State housing programs
Virginia does not run a state-level pre-approved-ADU-plan catalog, statewide impact-fee-waiver statute for ADUs, or streamlined-review mandate. State-level programs that touch ADU-adjacent policy are coordinated primarily through the Department of Housing and Community Development (DHCD) and Virginia Housing, and act by funding or assisting local jurisdictions rather than by preemption. Local ADU activity — Arlington County's Accessory Dwellings program (detached ADUs permitted since 2008, liberalized 2020), Alexandria's accessory-dwelling ordinance, Fairfax County's accessory-living-unit program, and Charlottesville's 2021 zoning-code changes — is authorized under the localities' Va. Code § 15.2-2280 zoning authority, not by state mandate.
- DHCD Community Development Block Grant (CDBG) Program — Federal CDBG funds administered by DHCD to eligible non-entitlement Virginia localities for community-revitalization, housing-rehab, and infrastructure projects. Not ADU-specific. Participating localities can direct CDBG funds toward housing-rehab projects where local policy supports ADUs.

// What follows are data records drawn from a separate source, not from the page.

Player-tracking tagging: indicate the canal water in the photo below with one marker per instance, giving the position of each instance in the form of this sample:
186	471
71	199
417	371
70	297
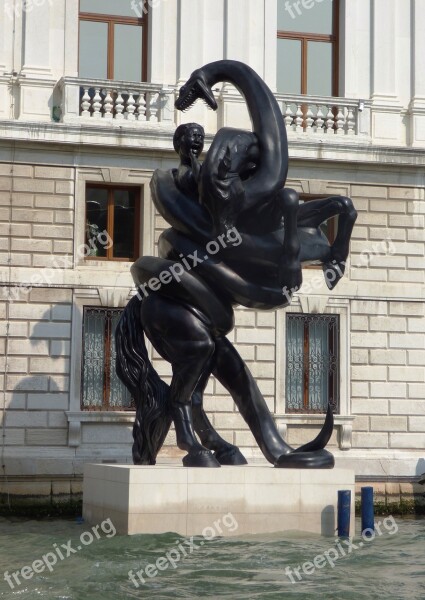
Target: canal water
96	564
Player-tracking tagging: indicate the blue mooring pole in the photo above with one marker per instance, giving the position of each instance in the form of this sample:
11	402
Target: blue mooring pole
368	521
344	512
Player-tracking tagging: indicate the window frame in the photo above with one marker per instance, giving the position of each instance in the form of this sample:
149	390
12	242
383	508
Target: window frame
110	220
305	38
111	21
334	342
106	407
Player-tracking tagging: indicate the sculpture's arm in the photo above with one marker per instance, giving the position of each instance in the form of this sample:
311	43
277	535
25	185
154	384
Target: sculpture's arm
181	212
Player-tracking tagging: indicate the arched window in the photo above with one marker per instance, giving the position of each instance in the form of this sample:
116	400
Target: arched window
307	47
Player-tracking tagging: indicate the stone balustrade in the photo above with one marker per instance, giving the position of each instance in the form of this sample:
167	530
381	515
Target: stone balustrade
316	115
114	102
118	103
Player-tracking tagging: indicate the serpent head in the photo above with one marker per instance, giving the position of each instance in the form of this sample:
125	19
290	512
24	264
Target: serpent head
196	87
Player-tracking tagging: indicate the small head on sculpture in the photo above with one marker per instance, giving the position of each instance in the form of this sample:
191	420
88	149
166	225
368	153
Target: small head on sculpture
195	88
189	140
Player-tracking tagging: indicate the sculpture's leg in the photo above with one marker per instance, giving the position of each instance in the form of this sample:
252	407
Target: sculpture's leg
224	452
184	341
290	273
233	373
316	212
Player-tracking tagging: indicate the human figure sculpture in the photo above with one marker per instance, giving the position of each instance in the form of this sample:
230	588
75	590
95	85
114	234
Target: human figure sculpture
237	236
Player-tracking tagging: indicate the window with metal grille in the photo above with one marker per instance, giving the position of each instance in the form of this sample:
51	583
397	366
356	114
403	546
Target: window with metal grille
113	40
307	48
312	363
101	388
112	222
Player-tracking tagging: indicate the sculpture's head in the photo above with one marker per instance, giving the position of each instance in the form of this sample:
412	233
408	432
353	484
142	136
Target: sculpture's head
196	87
189	139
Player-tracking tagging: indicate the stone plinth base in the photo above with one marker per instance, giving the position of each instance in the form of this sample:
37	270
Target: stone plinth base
261	499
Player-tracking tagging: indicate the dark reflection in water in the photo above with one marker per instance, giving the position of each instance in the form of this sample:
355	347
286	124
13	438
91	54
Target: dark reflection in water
391	567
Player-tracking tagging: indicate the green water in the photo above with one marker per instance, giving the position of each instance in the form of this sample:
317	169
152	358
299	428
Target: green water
391	567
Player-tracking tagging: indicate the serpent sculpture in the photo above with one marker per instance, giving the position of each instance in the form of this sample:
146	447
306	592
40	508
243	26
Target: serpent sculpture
237	236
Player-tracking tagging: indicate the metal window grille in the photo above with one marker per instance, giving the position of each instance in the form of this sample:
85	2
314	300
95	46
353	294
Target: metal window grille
101	388
312	363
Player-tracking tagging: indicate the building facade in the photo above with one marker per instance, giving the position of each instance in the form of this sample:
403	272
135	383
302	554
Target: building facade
87	113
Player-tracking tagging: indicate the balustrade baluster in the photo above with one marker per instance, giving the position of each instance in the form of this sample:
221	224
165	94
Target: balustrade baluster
85	103
319	120
141	107
119	107
330	121
108	105
351	122
299	119
153	107
131	108
288	116
97	104
309	120
340	122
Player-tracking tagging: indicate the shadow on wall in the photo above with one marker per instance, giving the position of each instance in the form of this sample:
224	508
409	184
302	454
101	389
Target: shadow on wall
48	358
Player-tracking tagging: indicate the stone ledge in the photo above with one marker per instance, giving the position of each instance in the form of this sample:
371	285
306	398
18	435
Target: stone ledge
262	499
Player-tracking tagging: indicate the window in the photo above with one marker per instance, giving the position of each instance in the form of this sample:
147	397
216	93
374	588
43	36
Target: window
312	363
112	222
307	48
101	388
113	40
329	227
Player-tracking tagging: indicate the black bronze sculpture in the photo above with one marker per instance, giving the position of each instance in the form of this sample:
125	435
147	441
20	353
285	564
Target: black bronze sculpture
236	237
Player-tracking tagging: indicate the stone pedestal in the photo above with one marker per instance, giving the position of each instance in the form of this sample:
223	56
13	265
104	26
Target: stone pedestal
259	499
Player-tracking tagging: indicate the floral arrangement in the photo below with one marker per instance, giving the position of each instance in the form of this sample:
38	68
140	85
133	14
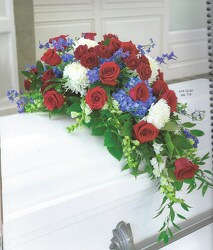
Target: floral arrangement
118	91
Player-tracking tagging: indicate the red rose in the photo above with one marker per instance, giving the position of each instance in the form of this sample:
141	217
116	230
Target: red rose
80	51
144	59
184	169
96	97
132	62
51	57
47	75
89	60
170	98
129	46
144	131
109	72
144	71
139	92
89	35
102	51
57	38
53	99
27	84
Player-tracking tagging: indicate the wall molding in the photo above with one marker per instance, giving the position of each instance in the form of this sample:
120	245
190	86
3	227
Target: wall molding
191	48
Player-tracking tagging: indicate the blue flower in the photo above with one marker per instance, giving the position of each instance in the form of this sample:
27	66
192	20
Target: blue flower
12	94
93	75
127	104
190	136
67	57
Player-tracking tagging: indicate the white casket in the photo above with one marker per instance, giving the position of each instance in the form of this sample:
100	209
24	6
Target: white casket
64	191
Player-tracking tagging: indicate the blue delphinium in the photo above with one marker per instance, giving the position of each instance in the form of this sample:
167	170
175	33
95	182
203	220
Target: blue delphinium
190	136
93	75
67	57
12	95
127	104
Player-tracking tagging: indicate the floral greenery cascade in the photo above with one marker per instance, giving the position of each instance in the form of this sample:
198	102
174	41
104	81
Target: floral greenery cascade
118	91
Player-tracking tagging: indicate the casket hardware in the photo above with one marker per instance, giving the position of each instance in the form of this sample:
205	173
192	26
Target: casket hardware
122	237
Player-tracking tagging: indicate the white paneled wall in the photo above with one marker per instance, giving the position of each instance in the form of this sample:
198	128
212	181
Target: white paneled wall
130	20
136	20
8	56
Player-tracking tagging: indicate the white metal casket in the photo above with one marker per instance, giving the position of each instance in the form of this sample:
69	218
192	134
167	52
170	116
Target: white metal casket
66	192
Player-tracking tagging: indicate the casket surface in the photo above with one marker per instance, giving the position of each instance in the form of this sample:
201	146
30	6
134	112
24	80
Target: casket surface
66	192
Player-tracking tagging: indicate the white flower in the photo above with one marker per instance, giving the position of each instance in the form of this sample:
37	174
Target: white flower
157	147
159	114
76	76
83	41
154	67
158	166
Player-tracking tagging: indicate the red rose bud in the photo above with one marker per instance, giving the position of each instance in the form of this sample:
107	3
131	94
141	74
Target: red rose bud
184	169
51	57
109	72
144	71
53	100
27	84
96	97
57	38
132	62
170	98
139	92
89	35
102	51
145	132
89	60
129	47
80	51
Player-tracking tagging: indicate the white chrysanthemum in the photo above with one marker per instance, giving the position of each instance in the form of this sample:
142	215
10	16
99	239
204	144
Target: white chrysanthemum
158	166
159	114
157	147
77	79
83	41
154	67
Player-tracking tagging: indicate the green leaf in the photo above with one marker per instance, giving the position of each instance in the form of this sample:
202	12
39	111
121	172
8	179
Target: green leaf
181	217
161	236
98	131
54	85
166	239
33	85
178	185
185	206
109	138
125	167
175	225
189	124
170	232
73	99
58	80
208	172
197	132
126	129
181	142
204	189
40	67
28	74
170	126
172	214
116	152
169	145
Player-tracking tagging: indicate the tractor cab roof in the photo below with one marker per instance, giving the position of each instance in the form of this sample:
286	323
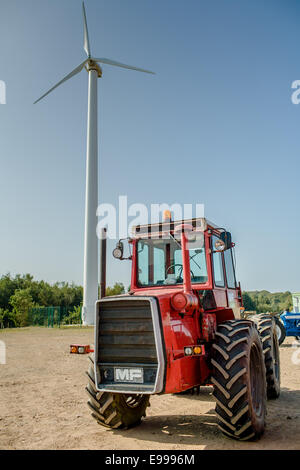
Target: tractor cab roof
160	229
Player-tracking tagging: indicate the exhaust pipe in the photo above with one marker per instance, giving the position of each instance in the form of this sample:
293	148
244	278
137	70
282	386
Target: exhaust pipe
103	244
185	300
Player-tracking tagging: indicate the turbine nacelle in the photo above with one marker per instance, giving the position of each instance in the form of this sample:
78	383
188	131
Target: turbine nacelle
91	63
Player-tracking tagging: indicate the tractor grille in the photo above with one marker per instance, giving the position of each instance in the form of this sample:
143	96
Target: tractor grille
126	340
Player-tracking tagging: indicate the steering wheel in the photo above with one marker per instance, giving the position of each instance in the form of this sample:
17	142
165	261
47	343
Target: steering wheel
180	272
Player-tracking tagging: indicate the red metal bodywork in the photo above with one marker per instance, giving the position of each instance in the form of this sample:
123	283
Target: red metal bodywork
189	328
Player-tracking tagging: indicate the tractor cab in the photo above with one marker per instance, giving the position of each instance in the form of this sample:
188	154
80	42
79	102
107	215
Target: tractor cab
194	257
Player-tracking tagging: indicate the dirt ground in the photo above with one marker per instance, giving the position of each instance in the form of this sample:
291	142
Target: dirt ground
43	403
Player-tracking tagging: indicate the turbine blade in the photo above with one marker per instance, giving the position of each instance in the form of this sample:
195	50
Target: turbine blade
86	44
119	64
70	75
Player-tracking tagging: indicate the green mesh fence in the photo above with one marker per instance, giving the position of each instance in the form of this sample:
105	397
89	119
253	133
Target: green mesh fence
54	316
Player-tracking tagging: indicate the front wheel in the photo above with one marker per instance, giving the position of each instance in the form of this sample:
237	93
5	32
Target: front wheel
114	410
280	330
239	378
267	329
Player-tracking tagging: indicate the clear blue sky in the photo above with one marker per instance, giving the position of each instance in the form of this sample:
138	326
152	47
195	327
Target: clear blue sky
216	125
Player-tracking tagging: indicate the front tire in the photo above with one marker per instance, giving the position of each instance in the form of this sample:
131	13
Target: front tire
267	330
239	380
114	410
280	330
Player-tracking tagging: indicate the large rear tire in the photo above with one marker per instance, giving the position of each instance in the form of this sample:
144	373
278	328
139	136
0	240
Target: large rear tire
267	330
239	380
114	410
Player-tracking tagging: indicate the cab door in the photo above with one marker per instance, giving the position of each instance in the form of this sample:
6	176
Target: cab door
232	287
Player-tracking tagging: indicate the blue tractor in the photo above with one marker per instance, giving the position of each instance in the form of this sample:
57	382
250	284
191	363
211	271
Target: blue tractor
288	324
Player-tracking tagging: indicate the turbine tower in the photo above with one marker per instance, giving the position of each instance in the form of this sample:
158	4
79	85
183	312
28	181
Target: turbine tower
90	273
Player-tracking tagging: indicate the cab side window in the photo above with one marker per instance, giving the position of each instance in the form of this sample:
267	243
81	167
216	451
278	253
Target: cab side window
217	265
230	275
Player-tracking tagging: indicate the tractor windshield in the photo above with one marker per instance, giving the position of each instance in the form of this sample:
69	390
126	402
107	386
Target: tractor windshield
159	262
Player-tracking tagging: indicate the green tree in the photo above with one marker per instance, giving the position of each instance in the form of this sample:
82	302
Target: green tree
7	319
22	302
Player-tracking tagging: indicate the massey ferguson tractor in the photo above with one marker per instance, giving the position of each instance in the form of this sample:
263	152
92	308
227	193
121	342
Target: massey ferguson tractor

- DHCD HOME Investment Partnerships Program — Federal HOME funds administered by DHCD to Virginia participating jurisdictions and non-profits for affordable-housing acquisition, rehab, and new construction. Not ADU-specific; can be directed to ADU-adjacent rehab at local discretion.
- Virginia Housing Commission — Permanent advisory commission of the General Assembly that studies housing-policy questions and recommends legislation. Has periodically studied ADU preemption and missing-middle housing without recommending statewide enactment as of 2026-04-21.
- Local ADU ordinances under Va. Code § 15.2-2280 authority — Not a state program — listed here because Virginia ADU policy is executed entirely at the locality level under the § 15.2-2280 zoning grant. A homeowner seeking to build an ADU consults the zoning ordinance of the specific county, city, or town where the parcel is located.
Federal (United States) — ADU-relevant rules and programs
Federal ADU law
The United States has no federal statute that directly regulates accessory dwelling unit entitlement or design. Land-use authority over ADUs resides with states and local governments under the traditional police power. Federal engagement is limited to financing (Fannie/Freddie/FHA/VA/USDA), flood insurance (FEMA/NFIP), and discretionary housing programs (HUD), which are recorded in sibling sections of this file.
Federal financing programs
Federal housing-finance agencies and GSEs set nationwide underwriting rules that govern whether an ADU can be financed, appraised, and counted toward mortgage qualifying income. The relevant actors are Fannie Mae, Freddie Mac, FHA (HUD), VA, and USDA Rural Development.
Federal tax credits
There is no ADU-specific federal tax credit. ADUs may incidentally qualify for existing federal energy-efficiency and clean-energy tax credits when the ADU construction includes qualifying measures.
Federal housing programs
HUD administers several discretionary programs that can fund ADU-related activity at the grantee's election, but none is an ADU-specific program.